RADIO’S DEATH
Amanda Andrews – Times Online
According to The Buggles in 1979, video killed the radio star. Almost 30 years later, radio is still alive, despite some industry figures sounding its death knell as advertisers flock to the internet.
While it has been a difficult time for radio, what with money from advertisers going online and competition between key stations greater than ever, the medium has proved to be a survivor in the cutthroat world of advertising.
Radio is not going anywhere. According to key figures in the advertising industry, a wave of positive sentiment has passed over the industry in recent weeks.
It is not to say that now is the time to rush out and buy radio stocks - in fact, far from it. Some key stocks are still expensive, their futures bathed in uncertainty. It is just that, for the first time in years, the feeling in the industry is that this traditional medium is not as old and outdated as once thought and there is still a place for it in the new world of advertising.
According to senior radio buyers at ZenithOptimedia, sentiment in the commercial radio sector is on the up and more money is pouring into radio advertising than has done for years. Media buyers say that in recent weeks they have seen less availability for last-minute advertising slots on key radio stations – a rarity just a few months ago.
The feeling among media buyers is that radio works well with the internet, so much so that advertising space on the radio and internet could be sold together. More and more people are now using the internet and listening to online radio simultaneously. Many radio stations, such as the SMG-owned Virgin Radio, are now reliant on a successful marriage between show and website.
And online operations are generating profits. For example, GCap revealed in May 2007 that it had 1.5 million unique monthly internet users and had made £1.6 million in profits in 2006-07.
Also positive is the likely consolidation of the radio sector, as seen by Global Radio’s recent acquisition of Chrysalis Radio, Emap’s pending sale of its radio division and the possible sale of Virgin Radio by SMG.
The general feeling in the industry is that British radio eventually will merge into two main players – something that has been welcomed by leading advertising groups. One said that it would be happy with a shake-up of the industry, saying that it would lead to fresh ideas and an injection of talent, while another said the industry is too fragmented and consolidation would create a couple of one-stop shops for advertisers.
Two commercial competitors to the BBC would also be welcomed by the sector. Commercial radio bosses have long complained about the high salaries offered to some BBC presenters and bigger companies could mean greater financial power to attract the likes of Chris Moyles and Jonathan Ross.
Ofcom, the industry regulator, which is conducting a review into the future of radio, is widely expected to be sympathetic to a possible merger in the commercial sector in the light of the BBC’s dominant position.
A merger of two industry players would also create obvious synergies. GCap estimated that the merger of GWR and Capital Radio would lead to £7.5 million of merger synergies. However, the final figure was almost £20 million more than that.
The appetite to create enlarged radio groups and the present state of the credit markets mean that trade players are more likely than private equity funds to bid for the likes of Emap Radio.
Despite the positive vibes, the industry is still plagued with uncertainty and caution is needed. There are still a lot of unanswered questions. To begin with, if the industry consolidates into two major players, what is to say that bigger will be better? This may make life easier for advertisers, but the bringing together of two corporate cultures in radio has historically proved problematic.
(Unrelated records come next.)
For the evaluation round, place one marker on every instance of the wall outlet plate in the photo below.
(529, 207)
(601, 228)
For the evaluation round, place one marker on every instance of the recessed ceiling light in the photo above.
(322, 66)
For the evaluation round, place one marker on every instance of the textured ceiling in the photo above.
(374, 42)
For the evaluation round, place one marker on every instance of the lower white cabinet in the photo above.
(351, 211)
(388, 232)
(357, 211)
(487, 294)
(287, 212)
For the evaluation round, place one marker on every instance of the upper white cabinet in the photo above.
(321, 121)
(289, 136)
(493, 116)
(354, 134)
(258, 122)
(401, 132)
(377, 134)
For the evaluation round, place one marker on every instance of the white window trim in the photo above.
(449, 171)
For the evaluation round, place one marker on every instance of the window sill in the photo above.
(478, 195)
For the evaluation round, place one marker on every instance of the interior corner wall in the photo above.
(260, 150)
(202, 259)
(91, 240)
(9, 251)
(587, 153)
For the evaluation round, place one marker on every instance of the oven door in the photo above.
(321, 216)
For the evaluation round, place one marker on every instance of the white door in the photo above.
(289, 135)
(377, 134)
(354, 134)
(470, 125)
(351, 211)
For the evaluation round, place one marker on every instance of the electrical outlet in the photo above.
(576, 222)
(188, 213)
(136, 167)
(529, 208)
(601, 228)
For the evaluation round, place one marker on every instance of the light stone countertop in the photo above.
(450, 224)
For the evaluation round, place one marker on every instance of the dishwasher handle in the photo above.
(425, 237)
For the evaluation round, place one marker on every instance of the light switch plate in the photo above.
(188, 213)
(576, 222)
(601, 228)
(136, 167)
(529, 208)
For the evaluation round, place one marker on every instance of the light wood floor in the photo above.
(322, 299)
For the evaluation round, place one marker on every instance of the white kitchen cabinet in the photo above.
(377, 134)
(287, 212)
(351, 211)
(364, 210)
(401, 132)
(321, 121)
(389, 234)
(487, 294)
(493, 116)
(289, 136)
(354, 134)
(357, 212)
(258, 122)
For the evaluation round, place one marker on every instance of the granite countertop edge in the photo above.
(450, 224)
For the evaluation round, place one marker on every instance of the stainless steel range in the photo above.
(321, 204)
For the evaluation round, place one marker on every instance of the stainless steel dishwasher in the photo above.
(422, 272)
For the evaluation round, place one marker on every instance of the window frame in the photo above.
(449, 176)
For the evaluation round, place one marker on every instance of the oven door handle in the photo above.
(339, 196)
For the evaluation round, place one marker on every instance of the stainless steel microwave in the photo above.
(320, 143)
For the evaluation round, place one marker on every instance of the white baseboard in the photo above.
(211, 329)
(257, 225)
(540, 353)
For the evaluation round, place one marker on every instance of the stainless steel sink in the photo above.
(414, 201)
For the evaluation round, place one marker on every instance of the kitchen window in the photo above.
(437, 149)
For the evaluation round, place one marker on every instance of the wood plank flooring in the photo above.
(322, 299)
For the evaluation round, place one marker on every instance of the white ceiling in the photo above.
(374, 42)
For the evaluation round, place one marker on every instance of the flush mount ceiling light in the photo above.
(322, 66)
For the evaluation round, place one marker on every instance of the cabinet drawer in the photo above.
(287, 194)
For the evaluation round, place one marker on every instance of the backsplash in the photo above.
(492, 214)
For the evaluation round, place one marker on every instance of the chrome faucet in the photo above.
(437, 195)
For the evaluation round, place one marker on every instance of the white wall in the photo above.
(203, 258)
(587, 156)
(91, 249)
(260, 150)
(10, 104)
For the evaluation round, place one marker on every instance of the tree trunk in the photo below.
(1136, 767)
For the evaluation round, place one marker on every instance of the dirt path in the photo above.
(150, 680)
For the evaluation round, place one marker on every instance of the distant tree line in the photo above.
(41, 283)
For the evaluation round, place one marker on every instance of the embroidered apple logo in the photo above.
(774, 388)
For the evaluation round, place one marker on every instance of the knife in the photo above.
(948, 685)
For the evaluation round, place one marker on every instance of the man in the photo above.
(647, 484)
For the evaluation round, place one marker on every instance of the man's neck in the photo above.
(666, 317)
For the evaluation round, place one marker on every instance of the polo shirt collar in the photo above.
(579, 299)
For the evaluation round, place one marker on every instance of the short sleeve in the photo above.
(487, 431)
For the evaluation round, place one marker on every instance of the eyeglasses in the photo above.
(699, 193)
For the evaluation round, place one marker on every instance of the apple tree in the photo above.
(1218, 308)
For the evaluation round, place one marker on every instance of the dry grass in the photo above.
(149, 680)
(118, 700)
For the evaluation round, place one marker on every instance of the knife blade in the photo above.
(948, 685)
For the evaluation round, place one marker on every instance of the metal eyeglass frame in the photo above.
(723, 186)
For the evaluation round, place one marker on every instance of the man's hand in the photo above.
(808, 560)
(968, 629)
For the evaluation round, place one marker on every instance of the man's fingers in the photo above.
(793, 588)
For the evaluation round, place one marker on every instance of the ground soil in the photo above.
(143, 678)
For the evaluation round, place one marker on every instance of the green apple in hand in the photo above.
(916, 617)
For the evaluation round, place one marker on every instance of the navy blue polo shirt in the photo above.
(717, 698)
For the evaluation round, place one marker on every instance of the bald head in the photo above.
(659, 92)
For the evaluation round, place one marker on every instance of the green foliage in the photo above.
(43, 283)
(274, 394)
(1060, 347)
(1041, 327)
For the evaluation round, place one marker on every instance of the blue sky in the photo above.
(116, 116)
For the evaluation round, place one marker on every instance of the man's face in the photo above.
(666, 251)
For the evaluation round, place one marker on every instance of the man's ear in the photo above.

Take the “merger of equals” of GWR and Capital Radio, for example, which created Britain’s largest commercial radio player. Industry analysts and insiders pushed for the merger for years. However, it was a matter of months before the fusion of the two radio players led to boardroom unrest and a difficult merger, despite the obvious cost savings, was blamed later by Ralph Bernard, the GCap chief executive, for problems at the group.
Enlarged groups could work in favour of the radio industry, making it a more attractive proposition to advertisers, but size is not always the answer.
While sentiment in radio is more positive than it has been, it is not as if growth predictions for 2008 will be monumental. The industry is just looking better than it has done for a while. ZenithOptimedia told The Times yesterday that it predicts that the industry will grow by 2 per cent in 2008, up from between zero and 2 per cent in 2007.
Commerical radio is still expensive. The pure radio player GCap Media is valued at 24 times historic operating profit. If SMG’s Virgin Radio floats, the mooted £80 to £100 million valuation is very high considering that operating profits at Virgin Radio were £2.3 million in the year to December 31, 2006.
However, the potential of consolidation is enough to make certain stocks, like Emap, SMG and UTV, worth holding on to. While an improvement in sentiment is encouraging, caution is needed as some stocks are still highly valued.